Afghan kidnappers were not Taliban: Japanese journalist
Kosuke Tsuneoka, a freelance journalist, was kidnapped on April 01.
Tokyo: A Japanese freelance journalist released at the weekend after five months` captivity in Afghanistan said in an online posting on Monday that his kidnappers were not Taliban but corrupt Afghan soldiers.
Kosuke Tsuneoka, 41, who had been missing in northern Afghanistan since April, has been under the protection of the Japanese embassy since Saturday, and was today travelling back to Japan via Dubai.
Tsuneoka, who has covered conflicts in Iraq, Georgia, Chechnya, Ethiopia and other hotspots, said in a Twitter message that "the culprits are not Taliban.

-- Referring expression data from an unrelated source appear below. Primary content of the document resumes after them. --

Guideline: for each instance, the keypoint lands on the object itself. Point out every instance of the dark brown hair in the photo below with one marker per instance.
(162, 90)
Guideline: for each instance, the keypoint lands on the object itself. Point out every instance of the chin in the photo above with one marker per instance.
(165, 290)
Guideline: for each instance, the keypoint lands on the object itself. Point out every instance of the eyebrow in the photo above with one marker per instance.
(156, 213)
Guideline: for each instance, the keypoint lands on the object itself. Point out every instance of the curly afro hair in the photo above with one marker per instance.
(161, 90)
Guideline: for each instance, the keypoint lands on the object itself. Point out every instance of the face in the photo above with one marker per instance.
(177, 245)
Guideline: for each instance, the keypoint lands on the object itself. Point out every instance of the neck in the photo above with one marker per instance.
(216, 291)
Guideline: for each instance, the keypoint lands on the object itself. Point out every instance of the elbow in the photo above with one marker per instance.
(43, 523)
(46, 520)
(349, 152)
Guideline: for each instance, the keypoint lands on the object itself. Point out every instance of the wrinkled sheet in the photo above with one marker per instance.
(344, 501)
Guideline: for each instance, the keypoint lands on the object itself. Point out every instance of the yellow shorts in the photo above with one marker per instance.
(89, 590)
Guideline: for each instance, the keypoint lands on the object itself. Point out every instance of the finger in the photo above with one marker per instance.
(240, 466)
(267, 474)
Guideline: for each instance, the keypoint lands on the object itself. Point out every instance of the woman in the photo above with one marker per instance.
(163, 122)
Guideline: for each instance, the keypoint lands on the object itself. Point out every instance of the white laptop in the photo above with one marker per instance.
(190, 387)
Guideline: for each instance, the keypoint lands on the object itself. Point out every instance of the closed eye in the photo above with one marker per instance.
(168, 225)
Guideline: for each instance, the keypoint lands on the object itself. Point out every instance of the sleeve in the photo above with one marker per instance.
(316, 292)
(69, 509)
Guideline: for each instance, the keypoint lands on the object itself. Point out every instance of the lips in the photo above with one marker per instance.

They were a corrupt military faction."
"They blackmailed the Japanese government, pretending they were Taliban," he said in a post on micro-blogging site Twitter.
He said he feared he would be killed to ensure his silence.
Earlier reports said Tsuneoka`s kidnappers had demanded the release of imprisoned comrades, and that Taliban militants had also claimed responsibility and demanded the Afghan government pay a ransom for the journalist.
Japanese media had reported on ongoing negotiations over a payment of several hundred thousand dollars for Tsuneoka`s release.
However, Japan`s top government spokesman, Chief Cabinet Secretary Yoshito Sengoku, said today: "The Japanese government and the family of the kidnap victim did not pay a ransom to the culprits."
Criminal groups and Taliban insurgents have kidnapped several dozen foreigners, many of them journalists, since the 2001 US-led invasion that ousted the Taliban regime in Kabul and sparked the current insurgency.
This isn`t the first time Tsuneoka has been abducted. He went missing in Georgia in 2001 and was held for several months by unidentified individuals, according to the Committee to Protect Journalists. He was freed during a Georgian military operation.
Tsuneoka is the latest of more than half a dozen foreign journalists kidnapped in Afghanistan, including two French reporters who were seized last December in Kapisa province just outside Kabul.
On Sunday, the French government said it had received proof in the last 10 days that the France-3 television reporters, Stephane Taponier and Herve Ghesquiere, are alive and in good health. It said negotiations for their release were interrupted during the Islamic holy month of Ramadan, but were set to resume once it ends in a few days.
A New York Times reporter, David Rohde, escaped last year along with an Afghan colleague seven months after being kidnapped while interviewing insurgents in the eastern province of Logar. The pair, along with their Afghan driver, were held in numerous compounds in Afghanistan and Pakistan while their captors dithered over a ransom.
Shortly after Rohde`s escape, another New York Times reporter, Stephen Farrell, and his Afghan translator were kidnapped by Taliban insurgents in Kunduz. The British-Irish Farrell was rescued soon after in a raid by British commandos in which the translator and a British commando were killed.
In October, 2008, Canadian Broadcasting Corp reporter Mellissa Fung was seized at a refugee camp on the outskirts of Kabul. She was released four weeks later after being held in a pit, chained and blindfolded. Around that time, Dutch journalist Joanie de Rijke was held for a week after being seized in the Surobi area east of Kabul.